Powering a plane requires a lot of electricity…everything from cockpit computers to HD touch screens. On the military side, more power means better weaponry. President of GE Aviation Systems Electric Power Vic Bonneau says next-generation aircraft will demand up to four times more power than today.
“Ultimately aircraft are much more electric. You get in an airplane today and the seat’s electric, the display’s electric, the whole in-flight entertainment. None of that, none of that existed ten years ago and it just keeps growing.”
- Electrical requirements have jumped
- Equipment has become larger and larger
- Generators went from producing 40-60w to 250,000w
- To save space, systems are being integrated.
By the end of the year the new $50 million research and development center will employ about 60 people.

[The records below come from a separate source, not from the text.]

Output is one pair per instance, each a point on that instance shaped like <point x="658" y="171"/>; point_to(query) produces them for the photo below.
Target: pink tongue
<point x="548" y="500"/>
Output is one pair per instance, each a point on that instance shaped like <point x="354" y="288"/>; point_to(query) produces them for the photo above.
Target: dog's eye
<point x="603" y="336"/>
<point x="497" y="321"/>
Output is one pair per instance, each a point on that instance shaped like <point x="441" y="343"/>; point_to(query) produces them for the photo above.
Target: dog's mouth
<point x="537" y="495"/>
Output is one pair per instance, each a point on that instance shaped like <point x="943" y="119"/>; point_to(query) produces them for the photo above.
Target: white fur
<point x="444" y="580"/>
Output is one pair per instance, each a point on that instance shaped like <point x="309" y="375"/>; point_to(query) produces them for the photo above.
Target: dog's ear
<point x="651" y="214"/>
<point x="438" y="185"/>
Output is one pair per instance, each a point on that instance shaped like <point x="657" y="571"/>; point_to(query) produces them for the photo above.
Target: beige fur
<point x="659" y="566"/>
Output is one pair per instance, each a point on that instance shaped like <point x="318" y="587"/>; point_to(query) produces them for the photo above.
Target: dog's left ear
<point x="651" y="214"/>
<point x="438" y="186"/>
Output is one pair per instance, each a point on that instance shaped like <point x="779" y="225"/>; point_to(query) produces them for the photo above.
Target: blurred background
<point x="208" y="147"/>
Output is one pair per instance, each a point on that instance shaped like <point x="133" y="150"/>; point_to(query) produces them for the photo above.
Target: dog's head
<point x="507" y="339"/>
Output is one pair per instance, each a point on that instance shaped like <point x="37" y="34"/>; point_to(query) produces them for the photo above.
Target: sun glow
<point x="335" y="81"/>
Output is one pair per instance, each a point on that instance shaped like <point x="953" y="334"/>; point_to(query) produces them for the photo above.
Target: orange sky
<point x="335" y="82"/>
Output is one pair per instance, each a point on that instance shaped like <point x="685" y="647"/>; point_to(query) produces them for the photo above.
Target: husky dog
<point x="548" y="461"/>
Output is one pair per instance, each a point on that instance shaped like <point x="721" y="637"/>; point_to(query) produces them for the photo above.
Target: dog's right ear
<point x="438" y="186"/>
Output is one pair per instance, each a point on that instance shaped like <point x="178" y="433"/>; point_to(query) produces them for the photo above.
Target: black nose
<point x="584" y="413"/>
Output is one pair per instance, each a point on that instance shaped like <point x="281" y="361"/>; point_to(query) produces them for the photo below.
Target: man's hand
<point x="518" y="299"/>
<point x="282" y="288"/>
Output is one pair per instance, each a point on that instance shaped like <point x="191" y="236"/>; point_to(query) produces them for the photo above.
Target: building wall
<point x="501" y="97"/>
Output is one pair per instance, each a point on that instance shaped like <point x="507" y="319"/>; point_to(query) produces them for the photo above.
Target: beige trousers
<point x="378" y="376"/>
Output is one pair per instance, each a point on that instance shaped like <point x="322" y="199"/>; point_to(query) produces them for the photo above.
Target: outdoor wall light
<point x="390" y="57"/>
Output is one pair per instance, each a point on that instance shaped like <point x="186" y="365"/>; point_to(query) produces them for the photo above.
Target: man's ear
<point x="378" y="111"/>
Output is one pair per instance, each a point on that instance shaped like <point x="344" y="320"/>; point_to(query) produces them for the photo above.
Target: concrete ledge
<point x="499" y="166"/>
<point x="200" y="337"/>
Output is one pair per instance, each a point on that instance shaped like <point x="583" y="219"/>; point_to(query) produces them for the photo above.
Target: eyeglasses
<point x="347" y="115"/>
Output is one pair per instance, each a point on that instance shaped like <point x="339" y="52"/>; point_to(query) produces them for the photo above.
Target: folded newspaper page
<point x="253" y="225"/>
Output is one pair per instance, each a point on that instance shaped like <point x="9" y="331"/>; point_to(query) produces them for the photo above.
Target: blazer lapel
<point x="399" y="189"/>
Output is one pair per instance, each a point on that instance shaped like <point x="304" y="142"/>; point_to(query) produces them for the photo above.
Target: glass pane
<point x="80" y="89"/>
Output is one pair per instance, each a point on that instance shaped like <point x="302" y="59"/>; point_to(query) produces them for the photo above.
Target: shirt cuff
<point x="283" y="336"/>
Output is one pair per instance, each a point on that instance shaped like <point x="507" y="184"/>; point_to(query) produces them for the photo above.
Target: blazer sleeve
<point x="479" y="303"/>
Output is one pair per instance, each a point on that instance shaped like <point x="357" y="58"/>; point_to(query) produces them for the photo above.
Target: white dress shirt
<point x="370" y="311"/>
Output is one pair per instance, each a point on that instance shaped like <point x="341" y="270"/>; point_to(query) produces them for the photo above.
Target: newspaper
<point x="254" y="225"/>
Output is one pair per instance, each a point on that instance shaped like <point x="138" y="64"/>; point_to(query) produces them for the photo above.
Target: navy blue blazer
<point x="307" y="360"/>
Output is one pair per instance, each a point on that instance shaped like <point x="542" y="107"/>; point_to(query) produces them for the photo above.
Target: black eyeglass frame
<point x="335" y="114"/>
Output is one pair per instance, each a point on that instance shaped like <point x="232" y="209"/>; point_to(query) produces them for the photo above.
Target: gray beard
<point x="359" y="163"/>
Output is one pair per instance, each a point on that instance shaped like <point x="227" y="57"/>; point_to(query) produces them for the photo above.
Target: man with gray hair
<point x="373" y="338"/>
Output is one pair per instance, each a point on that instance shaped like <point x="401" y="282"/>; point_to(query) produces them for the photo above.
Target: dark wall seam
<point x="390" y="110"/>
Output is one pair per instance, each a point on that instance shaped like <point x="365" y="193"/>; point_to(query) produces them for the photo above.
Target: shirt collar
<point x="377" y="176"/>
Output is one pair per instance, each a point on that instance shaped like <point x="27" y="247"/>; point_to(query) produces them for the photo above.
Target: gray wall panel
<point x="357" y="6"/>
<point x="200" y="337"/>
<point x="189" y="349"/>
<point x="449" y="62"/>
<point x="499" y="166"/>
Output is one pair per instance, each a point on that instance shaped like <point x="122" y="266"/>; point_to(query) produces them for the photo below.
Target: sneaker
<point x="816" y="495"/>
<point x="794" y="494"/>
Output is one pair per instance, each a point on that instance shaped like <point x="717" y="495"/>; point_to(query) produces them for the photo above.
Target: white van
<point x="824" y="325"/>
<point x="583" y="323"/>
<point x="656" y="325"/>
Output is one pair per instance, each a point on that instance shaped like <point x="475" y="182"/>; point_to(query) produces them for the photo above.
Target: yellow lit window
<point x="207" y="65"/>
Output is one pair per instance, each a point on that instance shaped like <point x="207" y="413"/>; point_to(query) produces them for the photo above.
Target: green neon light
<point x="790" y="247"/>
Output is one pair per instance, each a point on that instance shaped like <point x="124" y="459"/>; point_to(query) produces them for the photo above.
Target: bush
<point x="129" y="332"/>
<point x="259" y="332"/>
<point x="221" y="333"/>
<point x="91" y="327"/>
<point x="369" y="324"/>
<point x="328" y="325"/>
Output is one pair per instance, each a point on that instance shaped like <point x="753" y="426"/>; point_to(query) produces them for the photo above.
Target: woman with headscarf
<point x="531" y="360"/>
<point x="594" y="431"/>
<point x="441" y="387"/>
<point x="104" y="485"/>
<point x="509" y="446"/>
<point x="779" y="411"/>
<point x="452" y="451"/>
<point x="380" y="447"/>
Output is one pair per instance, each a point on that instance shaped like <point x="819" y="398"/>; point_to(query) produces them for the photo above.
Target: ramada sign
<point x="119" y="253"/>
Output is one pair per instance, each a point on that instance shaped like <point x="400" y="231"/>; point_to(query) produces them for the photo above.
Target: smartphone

That number will rise to between 150 and 200 people in the next five years. It's on UD's campus near Wright Patterson Air force Base and GE's Vandalia generator plant, where researchers will predict how next generation aircraft and hybrid vehicle electrical systems will perform and correct problems before the hardware is built. This will be a collaborative effort between GE and it's customers:
- Lockheed Martin
The University of Dayton's role
The University of Dayton will be a collaborator. Mickey McCabe, VP of Research for UD says it will involve the students, the faculty and the researchers. "It's about helping a Fortune 10 company create and discover new ways to do better things with their products. The students will benefit because they'll come to UD, knowing there's an opportunity to work at a GE research center. GE will have the opportunity to select a few students, have them work in laboratories and see how they perform over a couple of years."
GE is branching out
GE Aviation is known best for designing, developing and manufacturing aircraft engines. The engines connect to GE generators which make the electricity. The cables from the generators go into distribution equipment throughout the plane. It’s this arena, the distribution of power, that GE is trying to become a bigger player. Far and away the leader is UTC Aerospace Systems. However GE says it’s electrical power systems business is on track to double from 2009 to 2014.
This fall UD will have a new curriculum in engineering with a focus on electric power. It’s relevant considering in the future engines are expected to be started electrically. Bonneau says eventually the engine and the electric system could be tied together and GE could sell them as a unit.